L’an dernier, il a estimé, sur une chaîne de télévision française, que «lorsqu’on a une fortune, c’est un bien public».
On ne va pas demander à nos milliardaires de mettre une partie de leur fortune au service du bien public. Ils ne comprendraient pas et crieraient au scandale. Mais on peut imaginer un scénario où chacun s’engagerait à réparer un des secteurs sinistrés comme celui de la santé par exemple. Il ne suffit pas de construire un hôpital, encore faut-il en assurer le suivi en fournissant les infrastructures, en engageant des hommes et des femmes qui travailleraient dans de bonnes conditions. On sait que certaines régions n’ont même pas un dispensaire de campagne. Quant aux hôpitaux publics, tout le monde sait qu’ils sont dans un état pathétique. Ce n’est pas M. Louardi qui vient d’être limogé par Sa Majesté qui me contredirait. Pendant ce temps-là, les cliniques privées font ce qu’elles veulent, pratiquent des prix exorbitants sans le moindre contrôle de l’État. Certaines cliniques se font payer en espèces pour ne pas payer les impôts. Non seulement elles s’enrichissent indument, mais elles fraudent le fisc.

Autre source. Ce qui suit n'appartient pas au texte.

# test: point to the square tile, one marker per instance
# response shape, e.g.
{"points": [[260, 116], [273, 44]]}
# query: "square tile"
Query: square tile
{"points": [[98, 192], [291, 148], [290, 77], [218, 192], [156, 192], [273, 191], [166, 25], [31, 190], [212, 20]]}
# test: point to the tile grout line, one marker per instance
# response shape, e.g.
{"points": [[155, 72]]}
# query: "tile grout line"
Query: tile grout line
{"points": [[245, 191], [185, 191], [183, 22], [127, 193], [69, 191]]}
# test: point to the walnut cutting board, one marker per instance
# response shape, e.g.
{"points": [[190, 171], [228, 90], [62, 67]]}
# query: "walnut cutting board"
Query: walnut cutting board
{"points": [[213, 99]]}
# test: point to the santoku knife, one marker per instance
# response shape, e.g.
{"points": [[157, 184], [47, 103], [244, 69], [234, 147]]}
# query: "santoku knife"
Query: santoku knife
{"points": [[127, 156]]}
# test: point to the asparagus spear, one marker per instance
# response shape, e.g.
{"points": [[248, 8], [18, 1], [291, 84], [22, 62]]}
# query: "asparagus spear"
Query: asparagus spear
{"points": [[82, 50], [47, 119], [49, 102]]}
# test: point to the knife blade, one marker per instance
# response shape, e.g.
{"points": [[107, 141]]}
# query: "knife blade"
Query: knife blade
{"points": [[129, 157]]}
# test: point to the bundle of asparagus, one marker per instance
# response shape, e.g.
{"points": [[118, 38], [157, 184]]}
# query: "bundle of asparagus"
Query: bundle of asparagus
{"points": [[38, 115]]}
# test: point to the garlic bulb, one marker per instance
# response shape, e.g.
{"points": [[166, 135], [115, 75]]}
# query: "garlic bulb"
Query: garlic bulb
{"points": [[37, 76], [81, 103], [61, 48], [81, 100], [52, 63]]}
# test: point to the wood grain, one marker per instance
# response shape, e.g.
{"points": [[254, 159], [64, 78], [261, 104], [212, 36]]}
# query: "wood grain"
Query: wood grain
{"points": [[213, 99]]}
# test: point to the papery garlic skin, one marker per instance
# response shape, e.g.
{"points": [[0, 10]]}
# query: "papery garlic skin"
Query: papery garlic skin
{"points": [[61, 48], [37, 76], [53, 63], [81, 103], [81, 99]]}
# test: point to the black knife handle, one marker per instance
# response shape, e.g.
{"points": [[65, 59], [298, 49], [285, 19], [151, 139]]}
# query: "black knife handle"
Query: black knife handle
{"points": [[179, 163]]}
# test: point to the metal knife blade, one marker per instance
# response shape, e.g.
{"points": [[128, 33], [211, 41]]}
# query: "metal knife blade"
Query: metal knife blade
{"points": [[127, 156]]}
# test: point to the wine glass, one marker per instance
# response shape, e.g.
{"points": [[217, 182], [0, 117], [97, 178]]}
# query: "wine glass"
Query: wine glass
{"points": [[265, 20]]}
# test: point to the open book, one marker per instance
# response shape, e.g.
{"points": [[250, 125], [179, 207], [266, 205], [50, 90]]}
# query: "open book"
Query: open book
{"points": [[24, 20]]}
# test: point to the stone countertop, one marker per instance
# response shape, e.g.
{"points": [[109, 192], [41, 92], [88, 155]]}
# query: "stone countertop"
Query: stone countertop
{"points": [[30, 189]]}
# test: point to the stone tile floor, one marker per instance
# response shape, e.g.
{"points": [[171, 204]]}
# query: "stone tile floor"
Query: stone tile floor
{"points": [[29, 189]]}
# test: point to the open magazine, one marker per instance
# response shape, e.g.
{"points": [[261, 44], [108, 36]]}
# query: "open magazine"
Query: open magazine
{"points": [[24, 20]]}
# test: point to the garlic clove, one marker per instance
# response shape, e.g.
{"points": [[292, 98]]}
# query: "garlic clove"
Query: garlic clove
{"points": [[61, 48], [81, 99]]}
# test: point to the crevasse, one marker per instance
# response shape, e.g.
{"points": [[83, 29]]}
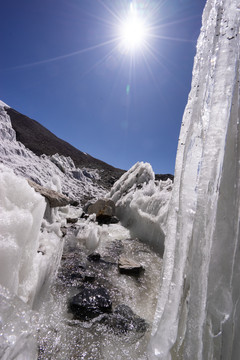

Les projets pour intervenir dans la santé générale du pays –aussi bien dans le domaine de la médecine que dans celui de la culture et de l’éducation– ne manquent pas. On pourrait en organisant de manière efficace cette solidarité rendre des services inestimables aux Marocains défavorisés. Cela n’empêcherait pas la revalorisation des salaires par l’État et la prise en main de secteurs pourris par la corruption, par le manque de conscience professionnelle. Les hommes fortunés accepteraient de se séparer d’une partie de leur fortune pour que le pays qui leur a permis de s’enrichir puisse profiter un peu de cette manne.
Mais la volonté n’est pas là. L’homme qui prend l’habitude d’amasser beaucoup d’argent n’est jamais rassasié. Il veut toujours encore plus. Il veut toujours être plus riche que son concurrent. De temps en temps, il apaise sa mauvaise conscience en faisant de l’aumône, en aidant un cas ou en construisant une école dans un village lointain.
Le système Bill Gates est autrement plus ambitieux et plus humain. Il ne donne pas de l’argent aux nécessiteux. Il prend en charge des programmes précis et concrets dans des pays pauvres. Aucun dollar ne va dans la poche du gouvernement. Sa Fondation étudie sérieusement les situations et s’occupe de faire les choses directement en s’assurant du suivi et du sérieux de ce qu’elle entreprend.
Nos milliardaires pourraient s’en inspirer et étonner le monde en luttant contre la pauvreté qui sévit dans certains domaines. Un drame comme celui de Sidi Boualaalam, qui a fait 15 morts lors de la bousculade des denrées alimentaires, plaide en faveur de la responsabilisation des riches en direction des démunis.
L’écart entre les riches et les autres est trop grand. C’est ce qui nourrit l’amertume, la frustration et la révolte. La pauvreté porte atteinte à la dignité du citoyen.
Faire le bien ! Oui, mais il faut aller au-delà du geste de bonté. Car il ne s’agit pas de simple zakat, mais de se mettre au service du pays, d’examiner ce qui manque ou ce qui ne fonctionne pas bien et d’y remédier de façon décisive, en toute transparence.
On verrait bien l’un s’occupant de la santé dans sa région natale, l’autre de l’éducation, l’autre du secteur paysan et agraire.
Mais ne rêvons pas. L’exemple Bill Gates est unique au monde. Il a réussi à entraîner dans son sillage une quarantaine de milliardaires américains qu’il a convaincus de s’engager dans l’humanitaire. Cet homme qui, tôt a fait énormément d’argent, a su être reconnaissant à son destin, et s’est mis au service d’une partie de l’humanité qui souffre.
Ce qu’on pourrait demander à nos milliardaires, c’est qu’ils soient reconnaissants au pays qui les a aidés à amasser tant d’argent. Une ristourne volontaire serait une belle façon de lui dire «merci»! Pour cela, une révolution des mentalités est nécessaire. Chose qui est étrangère aux habitudes des gens très riches. Non seulement ils sont conservateurs, mais quand ils bougent c’est souvent pour améliorer davantage leur fortune.